The industry needs standards if machine learning is to be adopted at scale. But does it need Hadoop?
by Max Smolaks 23 December 2019
Earlier this month, data management software vendor Cloudera called on the industry to define “universal open standards” for machine learning operations and model governance, the emerging discipline that is quickly becoming known as MLOps.
The idea here is that without a common rulebook, it will be impossible to manage and update thousands of ML models that are expected to be deployed by businesses in the next few years. Common standards will also make it easier to move ML workloads, and their associated datasets, between the environments provided by different software vendors, and between on-premises infrastructure and public clouds.
Cloudera has suggested that the initial set of standards should revolve around Apache Atlas – an open source project that develops a data governance and metadata framework for Hadoop. Incidentally, the entire Cloudera business was built on Hadoop too.
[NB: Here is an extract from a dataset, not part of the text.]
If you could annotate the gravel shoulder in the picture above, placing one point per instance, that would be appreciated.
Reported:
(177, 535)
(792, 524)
“We see a lot of organizations that are successful with a handful of models, putting it into production, and having a team to manage. But what happens when that organization wants to scale that up to 100 models, or even 1,000 models, and then the paradigm changes entirely,” Santiago Giraldo, senior product manager for data engineering at Cloudera, told AI Business.
“Some of our clients are in finance, or they’re dealing with fraud, and they’re using machine learning to tackle a very dynamic, very challenging and ever-evolving problem. And for them, that means that they have to constantly be checking these models. They have to deploy models on a daily basis, on a weekly basis, just to keep up with what they’re doing, and it’s incredibly time-intensive and labor-intensive.
“A lot of these organizations had already begun to set out and said you know, we need to find a way of formalizing this and making it repeatable, making it manageable and being able to do this at scale. And to their testament, they started working on their own things.”
“We realized that we wanted to solve this problem in machine learning, we want to do it in an open source way, we want to do it in the open.” Cloudera has invited participation in its standardization efforts, from partners and competitor alike.
Hadoop of the future
Cloudera is an open source company with solid enterprise credentials, having launched more than a dozen new open source projects, after its recent merger with Hortonworks is taken into account, and surviving a bittersweet IPO in 2017.
It was established in 2008 by a trio of former hyperscale engineers to commercialize the open source Apache Hadoop software – the tech that revolutionized data storage and processing at scale, and essentially kick-started the Big Data hype phenomenon.
The key to the popularity of Hadoop is the fact that it allows its users to deploy large quantities of cheap storage servers with a high risk of failure – if a server fails, the system recovers automatically.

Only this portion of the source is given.